According to an advantageous example embodiment of the present invention, a computer program is provided, comprising instructions that cause the device to carry out the method steps according to the present invention for operating a battery.

Furthermore, a machine-readable storage medium is provided, on which the computer program is stored.

A method according to an example embodiment of the present invention for the temperature-dependent adjustment of a charging current for a charging process of an electrochemical energy store of an electrically driven vehicle and/or a device for operating an electrochemical energy store is advantageously used in electrochemical energy stores for electric vehicles, electric trucks, fuel cell vehicles, hybrid vehicles, plug-in hybrid vehicles, aircraft, pedelecs and/or e-bikes.

BRIEF DESCRIPTION OF THE DRAWINGS

Exemplary embodiments of the present invention are illustrated in the figures and explained in more detail in the following description.

FIG. 1 shows a schematic profile of a temperature-dependent charging current, according to an example embodiment of the present invention.

FIG. 2 is a schematic representation of a flow chart of an embodiment of a method according to an example embodiment of the present invention.

DETAILED DESCRIPTION OF EXAMPLE EMBODIMENTS

In the figures, identical reference signs refer to identical device components.

FIG. 1 shows a schematic profile of a temperature-dependent charging current 100.

The duration t of a charging process is shown on the abscissa, a charging power P dependent on the charging current is shown on a first ordinate, and a temperature T of an electrochemical energy store is shown on a second ordinate.

The electrochemical energy store is initially charged at a first charging current level 101(1) with a charging power P of 50 kW. As a result, in an exemplary first period 104, a temperature profile 102 of the electrochemical energy store decreases.

Starting at a time t1, the electrochemical energy store is charged at a second charging current level 101(2) with a charging power P of 160 kW. As a result, in an exemplary second period 105, the temperature profile 102 of the electrochemical energy store increases. Before reaching a maximum temperature 103, which would lead to an interruption of the charging process or a downgrading of a charging priority, the charging current is reduced to a third charging current level 101(3), whereby the charging power P decreases from 160 kW to 50 kW, and the electrochemical energy store cools down as a result.

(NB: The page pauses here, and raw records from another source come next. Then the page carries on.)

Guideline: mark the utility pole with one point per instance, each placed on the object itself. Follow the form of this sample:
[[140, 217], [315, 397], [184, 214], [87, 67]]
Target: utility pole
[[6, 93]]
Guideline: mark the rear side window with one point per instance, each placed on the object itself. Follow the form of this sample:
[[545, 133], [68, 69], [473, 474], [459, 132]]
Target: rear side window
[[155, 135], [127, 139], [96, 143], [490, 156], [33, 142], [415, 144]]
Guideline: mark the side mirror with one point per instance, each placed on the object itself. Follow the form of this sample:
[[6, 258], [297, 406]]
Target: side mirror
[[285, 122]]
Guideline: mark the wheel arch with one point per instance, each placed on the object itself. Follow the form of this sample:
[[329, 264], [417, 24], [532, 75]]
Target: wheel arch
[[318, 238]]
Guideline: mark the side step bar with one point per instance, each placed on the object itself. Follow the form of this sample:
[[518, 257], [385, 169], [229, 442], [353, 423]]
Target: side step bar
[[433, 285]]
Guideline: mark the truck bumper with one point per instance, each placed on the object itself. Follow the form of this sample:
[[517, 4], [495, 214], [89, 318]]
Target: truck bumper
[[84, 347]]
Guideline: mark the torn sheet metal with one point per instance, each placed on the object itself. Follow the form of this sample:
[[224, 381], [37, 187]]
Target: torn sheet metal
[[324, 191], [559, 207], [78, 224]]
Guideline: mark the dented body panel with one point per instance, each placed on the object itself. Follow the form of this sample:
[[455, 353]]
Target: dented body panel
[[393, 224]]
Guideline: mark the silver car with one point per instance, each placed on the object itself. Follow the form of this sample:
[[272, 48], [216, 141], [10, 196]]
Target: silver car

In the worst case scenario, the charging current switches back and forth between two current strengths, but the charging process does not switch between the charging and non-charging states, which advantageously means that charging can take place continuously.

The charging current therefore always remains below a specified temperature limit and advantageously stores a maximum amount of energy in the electrochemical energy store. Although this does not cause the electrochemical energy store to cool down, which would allow even higher charging currents, charging continues.

FIG. 2 is a schematic representation of a flow chart of an embodiment of a method according to the present invention.

In a first step 200, a maximum charging current value is set, which represents a maximum permissible charging current depending on a temperature T of the electrochemical energy store.

In step 201, an actual temperature value is detected, which represents at least one instantaneous temperature T of the electrochemical energy store.

In step 202, a target charging current value is determined, which represents a permissible charging current for the electrochemical energy store at the instantaneous temperature T, depending on the detected actual temperature value using the maximum charging current value.

In step 203, the charging current for the charging process of the electrochemical energy store is adjusted depending on the target charging current value.